ArtsCenter hosts two-part production
A work by a Tony Award-winning playwright and a piece by UNC alumni make up the most recent production by StreetSigns Center for Literature and Performance.
“Acts of Witness” — which opens tonight at the Carrboro ArtsCenter — features Athol Fugard’s “Blood Knot,” as well as the multimedia event “Poetic Portraits of a Revolution” from two UNC graduates.
Fugard, who just finished directing a revival of “Blood Knot” in New York City, will visit Chapel Hill in late March as the 2012 Morgan Writer-in-Residence.
Elisabeth Lewis Corley, a producer at StreetSigns, said Fugard’s upcoming visit was the impetus for the production.
“We heard he was coming and felt it was wrong to not have one of Fugard’s plays on display while he was here,” Corley said.
“His work merits our full attention.”
The story of “Blood Knot” focuses on two half-brothers living in South Africa during apartheid. One appears white and the other appears black, which fuels the play’s conflict.
Joseph Megel, artist-in-residence in the communications department, is the director for both parts of the production.

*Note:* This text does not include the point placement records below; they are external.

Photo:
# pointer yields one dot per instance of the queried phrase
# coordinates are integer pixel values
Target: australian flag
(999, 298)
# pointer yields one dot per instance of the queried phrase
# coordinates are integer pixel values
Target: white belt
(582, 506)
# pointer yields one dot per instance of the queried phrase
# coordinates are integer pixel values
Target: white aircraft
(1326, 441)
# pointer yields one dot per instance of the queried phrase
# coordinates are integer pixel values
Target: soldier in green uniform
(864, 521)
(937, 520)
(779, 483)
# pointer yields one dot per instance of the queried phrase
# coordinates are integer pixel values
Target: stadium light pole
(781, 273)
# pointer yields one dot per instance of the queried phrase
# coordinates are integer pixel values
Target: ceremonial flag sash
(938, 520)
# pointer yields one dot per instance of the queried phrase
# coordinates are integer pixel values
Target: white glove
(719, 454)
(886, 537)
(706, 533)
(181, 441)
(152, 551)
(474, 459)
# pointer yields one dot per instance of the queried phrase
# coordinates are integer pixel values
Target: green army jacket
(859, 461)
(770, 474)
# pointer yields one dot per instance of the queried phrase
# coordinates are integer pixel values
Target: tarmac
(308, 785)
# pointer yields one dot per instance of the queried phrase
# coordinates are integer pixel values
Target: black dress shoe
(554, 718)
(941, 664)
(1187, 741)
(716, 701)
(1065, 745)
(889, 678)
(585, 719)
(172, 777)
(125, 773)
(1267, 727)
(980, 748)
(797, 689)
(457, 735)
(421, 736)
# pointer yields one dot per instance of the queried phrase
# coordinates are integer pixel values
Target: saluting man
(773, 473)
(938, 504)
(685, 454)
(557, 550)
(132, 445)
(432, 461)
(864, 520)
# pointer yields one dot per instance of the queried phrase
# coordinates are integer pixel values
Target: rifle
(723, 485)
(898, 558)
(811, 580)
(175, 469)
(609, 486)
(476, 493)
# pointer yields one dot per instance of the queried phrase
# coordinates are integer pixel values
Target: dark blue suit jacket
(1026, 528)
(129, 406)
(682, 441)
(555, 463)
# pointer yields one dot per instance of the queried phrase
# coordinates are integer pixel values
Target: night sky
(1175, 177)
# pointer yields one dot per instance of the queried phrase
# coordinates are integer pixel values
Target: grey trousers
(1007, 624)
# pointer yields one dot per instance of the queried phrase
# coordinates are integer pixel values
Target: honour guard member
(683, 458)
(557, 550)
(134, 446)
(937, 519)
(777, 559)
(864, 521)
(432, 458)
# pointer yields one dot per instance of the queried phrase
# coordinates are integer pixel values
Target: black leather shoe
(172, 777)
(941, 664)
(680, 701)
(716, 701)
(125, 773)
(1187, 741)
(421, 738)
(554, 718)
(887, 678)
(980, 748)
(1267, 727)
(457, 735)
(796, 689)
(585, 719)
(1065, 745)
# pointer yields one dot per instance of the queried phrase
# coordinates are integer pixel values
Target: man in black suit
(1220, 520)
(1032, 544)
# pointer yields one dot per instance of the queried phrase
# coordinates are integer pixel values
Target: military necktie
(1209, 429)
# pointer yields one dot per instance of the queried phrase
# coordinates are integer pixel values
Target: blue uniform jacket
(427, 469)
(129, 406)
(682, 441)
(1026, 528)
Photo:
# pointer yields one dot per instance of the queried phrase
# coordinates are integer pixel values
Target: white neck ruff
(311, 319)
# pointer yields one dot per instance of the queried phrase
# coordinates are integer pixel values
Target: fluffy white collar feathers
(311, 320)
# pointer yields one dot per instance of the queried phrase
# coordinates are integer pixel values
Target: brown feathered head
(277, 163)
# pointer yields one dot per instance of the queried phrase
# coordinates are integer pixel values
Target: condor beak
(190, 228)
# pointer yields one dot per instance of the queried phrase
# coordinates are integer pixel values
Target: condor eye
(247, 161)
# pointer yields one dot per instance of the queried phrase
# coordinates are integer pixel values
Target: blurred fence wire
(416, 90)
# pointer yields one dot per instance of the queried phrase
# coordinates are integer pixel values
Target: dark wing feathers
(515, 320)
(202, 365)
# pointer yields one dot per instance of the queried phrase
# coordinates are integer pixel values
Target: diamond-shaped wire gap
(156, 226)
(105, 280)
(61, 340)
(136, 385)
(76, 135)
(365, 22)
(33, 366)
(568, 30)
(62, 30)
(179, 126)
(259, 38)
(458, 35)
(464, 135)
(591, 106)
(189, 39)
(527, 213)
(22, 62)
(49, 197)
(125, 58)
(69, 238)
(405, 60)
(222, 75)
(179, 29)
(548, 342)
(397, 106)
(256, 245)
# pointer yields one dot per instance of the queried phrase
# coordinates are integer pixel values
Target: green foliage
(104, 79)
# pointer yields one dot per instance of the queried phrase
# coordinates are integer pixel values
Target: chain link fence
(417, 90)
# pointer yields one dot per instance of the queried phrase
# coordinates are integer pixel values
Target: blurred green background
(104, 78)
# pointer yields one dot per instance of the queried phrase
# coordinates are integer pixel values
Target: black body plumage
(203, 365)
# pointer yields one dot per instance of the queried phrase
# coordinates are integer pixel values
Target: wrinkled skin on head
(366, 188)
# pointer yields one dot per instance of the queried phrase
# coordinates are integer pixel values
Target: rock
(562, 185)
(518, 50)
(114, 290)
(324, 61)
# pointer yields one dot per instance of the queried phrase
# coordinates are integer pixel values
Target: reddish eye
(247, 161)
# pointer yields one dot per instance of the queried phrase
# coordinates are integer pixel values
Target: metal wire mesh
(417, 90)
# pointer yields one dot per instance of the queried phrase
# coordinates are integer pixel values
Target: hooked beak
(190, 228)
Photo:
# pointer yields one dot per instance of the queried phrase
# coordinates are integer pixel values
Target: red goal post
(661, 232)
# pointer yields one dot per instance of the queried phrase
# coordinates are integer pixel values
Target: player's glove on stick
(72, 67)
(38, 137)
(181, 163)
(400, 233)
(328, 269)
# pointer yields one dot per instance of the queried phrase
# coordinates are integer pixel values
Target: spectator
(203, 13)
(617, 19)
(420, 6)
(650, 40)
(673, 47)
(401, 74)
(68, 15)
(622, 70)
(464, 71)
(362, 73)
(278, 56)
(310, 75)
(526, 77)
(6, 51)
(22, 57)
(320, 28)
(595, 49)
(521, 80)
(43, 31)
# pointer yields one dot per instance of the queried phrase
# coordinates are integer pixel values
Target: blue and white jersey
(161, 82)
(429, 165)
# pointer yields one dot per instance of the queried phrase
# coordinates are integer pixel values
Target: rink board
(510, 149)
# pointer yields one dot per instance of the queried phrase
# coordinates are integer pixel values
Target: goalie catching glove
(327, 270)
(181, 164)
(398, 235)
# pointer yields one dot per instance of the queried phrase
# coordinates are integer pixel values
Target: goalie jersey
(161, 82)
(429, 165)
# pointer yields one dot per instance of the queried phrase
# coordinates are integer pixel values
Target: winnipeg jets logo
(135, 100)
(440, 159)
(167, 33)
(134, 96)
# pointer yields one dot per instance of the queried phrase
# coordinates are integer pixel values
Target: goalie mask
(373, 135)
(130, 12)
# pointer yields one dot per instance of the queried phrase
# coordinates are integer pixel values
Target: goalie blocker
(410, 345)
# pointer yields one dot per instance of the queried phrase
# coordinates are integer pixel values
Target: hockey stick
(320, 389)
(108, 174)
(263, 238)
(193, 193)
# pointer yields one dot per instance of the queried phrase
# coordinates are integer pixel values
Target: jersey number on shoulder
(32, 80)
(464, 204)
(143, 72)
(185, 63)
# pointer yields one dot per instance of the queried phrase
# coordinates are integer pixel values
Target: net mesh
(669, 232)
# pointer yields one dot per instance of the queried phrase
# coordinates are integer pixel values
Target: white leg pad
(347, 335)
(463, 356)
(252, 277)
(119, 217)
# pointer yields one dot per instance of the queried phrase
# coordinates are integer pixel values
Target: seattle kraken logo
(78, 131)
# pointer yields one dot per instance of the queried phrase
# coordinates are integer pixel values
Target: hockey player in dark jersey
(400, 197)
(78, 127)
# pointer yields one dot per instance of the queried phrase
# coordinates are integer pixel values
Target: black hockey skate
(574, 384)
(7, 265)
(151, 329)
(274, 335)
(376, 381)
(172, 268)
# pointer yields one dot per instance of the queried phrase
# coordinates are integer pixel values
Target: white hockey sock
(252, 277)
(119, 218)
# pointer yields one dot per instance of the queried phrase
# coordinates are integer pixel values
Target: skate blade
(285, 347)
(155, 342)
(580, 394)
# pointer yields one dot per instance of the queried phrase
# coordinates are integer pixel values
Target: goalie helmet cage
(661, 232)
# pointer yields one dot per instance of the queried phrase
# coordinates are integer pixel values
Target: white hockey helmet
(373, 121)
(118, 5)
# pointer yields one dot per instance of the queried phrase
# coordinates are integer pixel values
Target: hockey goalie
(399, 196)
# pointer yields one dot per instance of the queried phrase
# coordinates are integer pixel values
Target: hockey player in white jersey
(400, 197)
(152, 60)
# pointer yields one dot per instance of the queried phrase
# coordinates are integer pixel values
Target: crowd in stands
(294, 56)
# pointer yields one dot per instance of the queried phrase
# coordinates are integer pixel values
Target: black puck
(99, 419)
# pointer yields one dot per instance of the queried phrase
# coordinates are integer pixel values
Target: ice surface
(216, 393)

The show will star J. Alphonse Nicholson, who has performed with PlayMakers Repertory Company, and Lucius Robinson, a UNC alumnus.
Nicholson plays the black brother, Zachariah. His first professional acting performance was with Robinson, and he said he has loved working with him again.
“I learn a lot from him, and every day we find something new in the play,” Nicholson said.
He also said that though the play is set in a specific historical context, the work is timeless.
“The language is very contemporary and everyone can relate to the characters in many ways,” Nicholson said.
Recent graduates and Sacrificial Poets members Kane Smego and Will McInerney created the second part of the production, “Poetic Portraits of a Revolution.”
The work uses spoken word, music, photos and video to tell stories of the recent political uprisings in Egypt and Tunisia.
Smego and McInerney visited the two countries last summer.
“We like to think of ‘Poetic Portraits’ as picking up where ‘Blood Knot’ left off,” McInerney said. “The same issues still resonate with the events today.”
Corley said the two works were a natural pairing.
“There’s something extraordinary in the connection between Fugard’s work and the work these young people are doing,” she said.
Corley also said the plays can reveal much about today’s world.
“These plays are talking to each other,” she said.
“The message they’re giving us is not about there and then but here and now.”